The firm is facing the pangs of transition
Nokia, arguably the most visible mobile phone handset maker in India, immortalised in a Tamil film song about six years ago even if as a pun, is going through the pangs of transition.
Overtaken by a diverse clutch of much smaller rivals in what can be termed the “cheap phone” space, it is still juggling options in the smartphone segment, where much of the action is centred these days.
Faced with this situation, Nokia announced in February 2011 that it was committed to setting a “new strategic direction”.
Nokia Chief Executive Officer Stephen Elop put on a brave face in Singapore, at Nokia Connections 2011 — the annual event where its fans, users and developers gather — and promised to deliver the first of the company's Windows Mobile-based smartphones by the end of the year.
Mr. Elop said Nokia was committed to its reliance on the Windows Mobile operating system for its smartphone range, even while using the Symbian platform for its handsets with fewer features.
Clearly, in hindsight, Nokia's plans with Symbian had backfired after it acquired Symbian in 2008, hoping to develop it as an answer to Android and iOS, the operating system from Apple.
Mr. Elop's offer to continue supporting Symbian till “at least 2016” leaves a cloud over where the company is headed. Curiously, even as he promised a Windows Mobile-based handset by the end of the year, he also unveiled the N9. The handset, which would be based on the Meego platform, seemed completely out of the blue because that is not where the developers are crowding. This is not without significance, because the extent of application support and availability for a range of handsets is quickly emerging as the gold standard by which handsets are being judged. “Your handset is only as good as the application ecoystem it lives in,” said a marketing head of a leading smartphone manufacturer.
In an industry in which time is of essence — exemplified by the launches of smartphones almost on a daily basis — getting its act together quickly is not just a matter of Nokia's market shares in the various segments. It is simply a matter of life and death. Its introduction of the Symbian Anna, tweaking Symbian in order to make handsets more feature-rich, is clearly perceived as some kind of a stopgap measure to resist a further share in its market share in the premium phone segment.

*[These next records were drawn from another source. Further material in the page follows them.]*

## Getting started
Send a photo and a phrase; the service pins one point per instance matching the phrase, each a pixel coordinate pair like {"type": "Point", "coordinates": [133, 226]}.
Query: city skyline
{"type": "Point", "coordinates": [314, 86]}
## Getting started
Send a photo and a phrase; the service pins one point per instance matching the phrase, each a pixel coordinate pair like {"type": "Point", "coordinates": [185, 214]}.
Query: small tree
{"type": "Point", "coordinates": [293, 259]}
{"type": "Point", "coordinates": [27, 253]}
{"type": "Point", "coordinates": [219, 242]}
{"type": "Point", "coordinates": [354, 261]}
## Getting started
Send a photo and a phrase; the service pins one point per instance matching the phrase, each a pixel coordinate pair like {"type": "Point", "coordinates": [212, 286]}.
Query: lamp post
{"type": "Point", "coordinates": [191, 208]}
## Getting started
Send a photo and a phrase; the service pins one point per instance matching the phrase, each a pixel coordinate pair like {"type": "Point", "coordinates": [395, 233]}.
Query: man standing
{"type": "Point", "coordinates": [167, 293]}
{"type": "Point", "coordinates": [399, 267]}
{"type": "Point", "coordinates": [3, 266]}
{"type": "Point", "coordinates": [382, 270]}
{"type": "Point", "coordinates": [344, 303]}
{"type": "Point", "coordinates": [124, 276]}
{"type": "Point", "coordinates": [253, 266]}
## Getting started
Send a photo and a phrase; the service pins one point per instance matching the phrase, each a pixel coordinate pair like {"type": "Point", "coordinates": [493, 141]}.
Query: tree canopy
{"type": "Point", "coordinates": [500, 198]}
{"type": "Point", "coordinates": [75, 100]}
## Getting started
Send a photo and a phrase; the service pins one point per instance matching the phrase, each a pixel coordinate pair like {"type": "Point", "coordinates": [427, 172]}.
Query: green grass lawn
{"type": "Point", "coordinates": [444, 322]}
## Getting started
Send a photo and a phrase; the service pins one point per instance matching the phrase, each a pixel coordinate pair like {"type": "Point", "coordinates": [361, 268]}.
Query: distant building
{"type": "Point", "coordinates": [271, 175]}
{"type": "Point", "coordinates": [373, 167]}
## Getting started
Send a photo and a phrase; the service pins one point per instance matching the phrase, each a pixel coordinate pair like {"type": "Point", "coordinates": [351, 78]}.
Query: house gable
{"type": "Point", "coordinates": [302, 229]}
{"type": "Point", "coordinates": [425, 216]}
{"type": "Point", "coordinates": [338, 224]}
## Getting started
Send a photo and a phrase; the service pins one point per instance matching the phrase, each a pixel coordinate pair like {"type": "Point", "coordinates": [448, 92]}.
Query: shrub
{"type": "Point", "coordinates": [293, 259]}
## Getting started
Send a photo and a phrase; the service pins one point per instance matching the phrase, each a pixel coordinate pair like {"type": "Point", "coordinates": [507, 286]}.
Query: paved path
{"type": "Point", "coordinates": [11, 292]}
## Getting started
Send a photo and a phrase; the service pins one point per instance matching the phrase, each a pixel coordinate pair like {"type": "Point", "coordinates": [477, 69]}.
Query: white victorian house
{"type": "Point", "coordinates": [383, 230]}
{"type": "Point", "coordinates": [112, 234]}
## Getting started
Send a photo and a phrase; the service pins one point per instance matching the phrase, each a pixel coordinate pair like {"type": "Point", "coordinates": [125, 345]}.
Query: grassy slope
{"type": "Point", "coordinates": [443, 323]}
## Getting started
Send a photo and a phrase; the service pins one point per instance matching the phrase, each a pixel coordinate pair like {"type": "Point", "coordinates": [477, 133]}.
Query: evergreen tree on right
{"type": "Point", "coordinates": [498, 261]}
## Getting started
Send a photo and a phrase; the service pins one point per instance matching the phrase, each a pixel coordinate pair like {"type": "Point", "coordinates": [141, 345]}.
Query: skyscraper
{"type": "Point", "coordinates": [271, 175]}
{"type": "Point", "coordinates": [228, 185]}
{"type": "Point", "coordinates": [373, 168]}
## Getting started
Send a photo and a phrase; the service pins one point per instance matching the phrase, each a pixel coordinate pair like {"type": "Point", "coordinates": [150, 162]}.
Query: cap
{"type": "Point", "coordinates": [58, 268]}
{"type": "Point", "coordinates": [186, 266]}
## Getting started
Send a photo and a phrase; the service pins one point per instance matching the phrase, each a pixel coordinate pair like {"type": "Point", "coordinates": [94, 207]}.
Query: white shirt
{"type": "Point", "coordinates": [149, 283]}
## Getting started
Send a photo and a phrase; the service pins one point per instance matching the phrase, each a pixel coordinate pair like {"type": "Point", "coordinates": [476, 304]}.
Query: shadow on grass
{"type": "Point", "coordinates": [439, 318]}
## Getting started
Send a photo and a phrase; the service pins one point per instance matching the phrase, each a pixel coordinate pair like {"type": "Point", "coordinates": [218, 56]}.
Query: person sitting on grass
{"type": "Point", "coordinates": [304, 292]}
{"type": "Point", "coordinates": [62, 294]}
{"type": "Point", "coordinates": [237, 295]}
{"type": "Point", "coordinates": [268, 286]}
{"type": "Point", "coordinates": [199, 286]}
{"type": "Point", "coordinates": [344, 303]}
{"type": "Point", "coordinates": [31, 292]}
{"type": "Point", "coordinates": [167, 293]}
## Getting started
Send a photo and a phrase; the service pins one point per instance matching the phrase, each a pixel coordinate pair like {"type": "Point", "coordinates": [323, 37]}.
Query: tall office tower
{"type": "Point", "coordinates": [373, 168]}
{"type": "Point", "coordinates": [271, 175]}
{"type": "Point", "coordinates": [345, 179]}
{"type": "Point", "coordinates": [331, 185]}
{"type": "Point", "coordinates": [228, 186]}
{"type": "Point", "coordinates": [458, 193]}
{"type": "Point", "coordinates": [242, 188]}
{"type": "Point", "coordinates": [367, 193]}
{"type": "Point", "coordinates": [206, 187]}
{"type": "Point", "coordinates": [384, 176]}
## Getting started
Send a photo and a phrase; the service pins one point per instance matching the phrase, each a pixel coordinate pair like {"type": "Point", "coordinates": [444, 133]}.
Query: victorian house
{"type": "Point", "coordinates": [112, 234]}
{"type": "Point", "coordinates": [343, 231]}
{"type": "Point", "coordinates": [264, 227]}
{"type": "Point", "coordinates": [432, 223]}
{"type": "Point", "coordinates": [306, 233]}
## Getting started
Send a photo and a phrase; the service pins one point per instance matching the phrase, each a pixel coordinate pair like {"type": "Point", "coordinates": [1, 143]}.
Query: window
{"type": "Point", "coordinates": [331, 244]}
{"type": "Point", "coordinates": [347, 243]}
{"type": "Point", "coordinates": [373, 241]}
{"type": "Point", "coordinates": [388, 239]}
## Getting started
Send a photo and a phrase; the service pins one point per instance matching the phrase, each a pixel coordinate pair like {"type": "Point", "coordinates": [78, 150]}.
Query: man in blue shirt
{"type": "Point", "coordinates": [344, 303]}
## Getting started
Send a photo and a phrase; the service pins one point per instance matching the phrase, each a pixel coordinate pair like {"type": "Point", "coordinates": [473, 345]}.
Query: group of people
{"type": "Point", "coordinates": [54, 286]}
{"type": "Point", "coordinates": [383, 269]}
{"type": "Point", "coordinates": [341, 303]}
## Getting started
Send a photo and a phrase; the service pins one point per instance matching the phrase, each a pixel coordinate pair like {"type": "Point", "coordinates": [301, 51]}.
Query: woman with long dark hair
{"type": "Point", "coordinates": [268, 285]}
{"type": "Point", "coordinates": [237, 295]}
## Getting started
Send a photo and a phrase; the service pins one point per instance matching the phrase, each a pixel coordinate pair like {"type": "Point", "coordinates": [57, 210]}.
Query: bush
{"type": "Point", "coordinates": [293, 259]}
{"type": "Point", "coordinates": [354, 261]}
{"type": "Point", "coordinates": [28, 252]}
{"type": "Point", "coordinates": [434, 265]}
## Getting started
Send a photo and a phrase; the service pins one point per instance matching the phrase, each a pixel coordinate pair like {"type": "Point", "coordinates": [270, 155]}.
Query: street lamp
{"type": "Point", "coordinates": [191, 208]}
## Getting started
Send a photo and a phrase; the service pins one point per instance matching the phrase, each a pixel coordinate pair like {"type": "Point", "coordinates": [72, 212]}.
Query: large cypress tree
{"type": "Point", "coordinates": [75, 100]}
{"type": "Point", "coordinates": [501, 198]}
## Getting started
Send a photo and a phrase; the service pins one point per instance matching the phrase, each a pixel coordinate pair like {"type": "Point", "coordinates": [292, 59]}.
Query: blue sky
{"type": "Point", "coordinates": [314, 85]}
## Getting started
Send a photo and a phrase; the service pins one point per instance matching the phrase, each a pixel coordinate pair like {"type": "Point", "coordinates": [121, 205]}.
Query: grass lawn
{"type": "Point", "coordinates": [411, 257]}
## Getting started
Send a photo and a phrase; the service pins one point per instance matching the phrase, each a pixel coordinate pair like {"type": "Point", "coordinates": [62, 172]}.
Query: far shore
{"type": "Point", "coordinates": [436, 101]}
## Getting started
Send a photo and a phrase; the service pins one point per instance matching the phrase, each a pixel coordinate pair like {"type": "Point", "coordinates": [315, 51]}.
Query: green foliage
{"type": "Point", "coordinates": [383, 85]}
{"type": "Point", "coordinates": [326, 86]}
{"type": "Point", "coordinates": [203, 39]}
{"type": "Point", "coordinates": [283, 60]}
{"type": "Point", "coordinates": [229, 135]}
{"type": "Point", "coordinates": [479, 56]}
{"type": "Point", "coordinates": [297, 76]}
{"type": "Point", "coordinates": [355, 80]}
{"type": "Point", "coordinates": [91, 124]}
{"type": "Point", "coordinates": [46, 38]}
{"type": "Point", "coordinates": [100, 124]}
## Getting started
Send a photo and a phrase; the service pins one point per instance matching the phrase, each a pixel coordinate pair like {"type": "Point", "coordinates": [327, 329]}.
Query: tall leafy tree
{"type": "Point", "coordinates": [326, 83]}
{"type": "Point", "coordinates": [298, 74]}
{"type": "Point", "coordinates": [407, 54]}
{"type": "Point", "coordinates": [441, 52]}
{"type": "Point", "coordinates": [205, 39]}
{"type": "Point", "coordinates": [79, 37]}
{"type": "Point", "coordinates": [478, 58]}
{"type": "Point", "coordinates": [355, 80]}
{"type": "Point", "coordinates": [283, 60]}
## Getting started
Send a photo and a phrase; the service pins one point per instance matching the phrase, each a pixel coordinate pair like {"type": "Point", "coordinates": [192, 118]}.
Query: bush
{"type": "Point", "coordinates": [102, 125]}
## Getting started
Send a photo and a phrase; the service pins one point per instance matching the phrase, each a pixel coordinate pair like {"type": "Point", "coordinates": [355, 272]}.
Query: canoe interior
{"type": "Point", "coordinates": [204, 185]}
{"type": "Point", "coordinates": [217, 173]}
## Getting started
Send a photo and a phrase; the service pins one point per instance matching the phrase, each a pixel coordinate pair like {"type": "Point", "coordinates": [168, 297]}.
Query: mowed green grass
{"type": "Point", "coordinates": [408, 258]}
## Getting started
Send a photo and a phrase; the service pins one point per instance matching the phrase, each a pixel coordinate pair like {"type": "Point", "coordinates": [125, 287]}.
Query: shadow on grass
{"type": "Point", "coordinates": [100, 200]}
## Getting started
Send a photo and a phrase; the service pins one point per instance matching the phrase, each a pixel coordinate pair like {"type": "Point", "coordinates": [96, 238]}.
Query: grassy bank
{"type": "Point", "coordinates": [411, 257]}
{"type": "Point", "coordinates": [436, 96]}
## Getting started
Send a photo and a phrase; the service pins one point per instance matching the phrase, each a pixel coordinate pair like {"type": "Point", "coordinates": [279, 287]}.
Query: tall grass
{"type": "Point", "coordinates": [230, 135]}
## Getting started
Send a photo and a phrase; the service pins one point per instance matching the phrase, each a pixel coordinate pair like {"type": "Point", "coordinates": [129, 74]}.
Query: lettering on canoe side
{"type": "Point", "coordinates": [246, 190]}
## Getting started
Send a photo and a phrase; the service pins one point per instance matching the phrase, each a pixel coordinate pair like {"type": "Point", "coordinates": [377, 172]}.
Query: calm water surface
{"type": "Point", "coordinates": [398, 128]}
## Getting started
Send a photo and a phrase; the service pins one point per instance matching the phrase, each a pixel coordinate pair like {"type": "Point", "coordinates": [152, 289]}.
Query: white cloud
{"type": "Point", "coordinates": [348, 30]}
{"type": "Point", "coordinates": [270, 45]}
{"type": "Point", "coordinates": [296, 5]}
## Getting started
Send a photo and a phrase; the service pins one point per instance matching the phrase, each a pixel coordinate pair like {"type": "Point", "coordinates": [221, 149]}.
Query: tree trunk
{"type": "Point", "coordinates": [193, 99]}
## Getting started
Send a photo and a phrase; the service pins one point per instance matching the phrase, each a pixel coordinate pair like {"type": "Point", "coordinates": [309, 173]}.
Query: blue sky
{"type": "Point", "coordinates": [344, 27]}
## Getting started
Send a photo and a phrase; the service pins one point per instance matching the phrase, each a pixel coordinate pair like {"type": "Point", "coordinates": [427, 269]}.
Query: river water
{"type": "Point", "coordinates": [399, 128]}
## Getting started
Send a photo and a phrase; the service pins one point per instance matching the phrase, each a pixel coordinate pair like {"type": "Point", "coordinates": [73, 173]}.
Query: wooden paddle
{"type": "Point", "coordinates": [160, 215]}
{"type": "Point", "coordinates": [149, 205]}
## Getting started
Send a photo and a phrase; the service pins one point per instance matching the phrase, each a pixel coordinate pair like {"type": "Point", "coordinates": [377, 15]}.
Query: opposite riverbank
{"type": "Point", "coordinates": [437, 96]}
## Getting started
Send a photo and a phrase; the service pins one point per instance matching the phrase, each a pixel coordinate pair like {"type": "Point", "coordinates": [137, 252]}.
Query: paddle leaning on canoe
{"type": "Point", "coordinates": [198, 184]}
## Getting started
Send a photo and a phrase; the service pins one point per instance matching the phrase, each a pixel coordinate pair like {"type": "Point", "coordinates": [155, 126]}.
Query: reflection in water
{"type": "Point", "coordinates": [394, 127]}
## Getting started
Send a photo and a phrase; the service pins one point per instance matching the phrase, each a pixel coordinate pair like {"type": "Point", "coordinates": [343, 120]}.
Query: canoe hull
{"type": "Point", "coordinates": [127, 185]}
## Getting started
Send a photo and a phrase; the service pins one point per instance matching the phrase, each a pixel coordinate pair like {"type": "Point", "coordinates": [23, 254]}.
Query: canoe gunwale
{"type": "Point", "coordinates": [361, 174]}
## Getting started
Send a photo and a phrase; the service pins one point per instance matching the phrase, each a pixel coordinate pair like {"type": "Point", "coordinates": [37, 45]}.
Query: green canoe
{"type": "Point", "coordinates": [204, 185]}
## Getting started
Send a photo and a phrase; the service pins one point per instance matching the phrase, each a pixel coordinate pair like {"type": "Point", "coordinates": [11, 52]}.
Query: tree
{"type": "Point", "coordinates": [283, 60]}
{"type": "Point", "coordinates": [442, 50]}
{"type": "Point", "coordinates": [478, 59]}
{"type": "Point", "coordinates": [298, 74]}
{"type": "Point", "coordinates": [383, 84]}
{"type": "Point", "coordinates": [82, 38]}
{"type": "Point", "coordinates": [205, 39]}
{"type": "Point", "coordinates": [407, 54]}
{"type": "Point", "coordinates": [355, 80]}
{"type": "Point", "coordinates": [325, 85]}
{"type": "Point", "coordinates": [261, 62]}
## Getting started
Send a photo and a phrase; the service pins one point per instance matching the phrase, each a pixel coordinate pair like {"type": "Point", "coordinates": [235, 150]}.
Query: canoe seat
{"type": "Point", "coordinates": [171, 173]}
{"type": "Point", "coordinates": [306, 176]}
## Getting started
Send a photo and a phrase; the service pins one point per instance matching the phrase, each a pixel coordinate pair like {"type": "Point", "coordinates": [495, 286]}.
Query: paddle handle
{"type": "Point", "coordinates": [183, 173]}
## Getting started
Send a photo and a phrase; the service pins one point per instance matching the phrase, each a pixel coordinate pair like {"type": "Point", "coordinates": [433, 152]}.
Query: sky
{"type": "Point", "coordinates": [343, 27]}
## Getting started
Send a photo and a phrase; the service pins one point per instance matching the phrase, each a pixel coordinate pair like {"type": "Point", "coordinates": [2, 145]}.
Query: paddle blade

“We are constantly developing the platform, which is reflected in the development of a new version of the software, Symbian Anna, which will be used on the C-7, the C6, the N8 and the E7, which are to be launched in July,” said Colin Giles, Head, Sales, Nokia. In addition to this, the new “strategic direction” focuses on Nokia's “next one billion phone strategy”, Giles said. For a start, this includes dual SIM handsets such as the C2-02, C2-03 and C2-06. Mr. Giles admitted that the company had “been late to market” in this segment, but said it has “key differentiating” elements in its range of handsets.
In the last few weeks, there has been speculation that rivals operating in the hardware as well as software spaces may target the highly respected company. Although Mr. Elop has denied any such plans, it appears that the acclaimed innovator in the mobile phone business, who still enjoys the reputation of being among the best in terms of after-sales service network, is caught between two stools – the “cheap” phone space and the still rapidly evolving high-end handset market.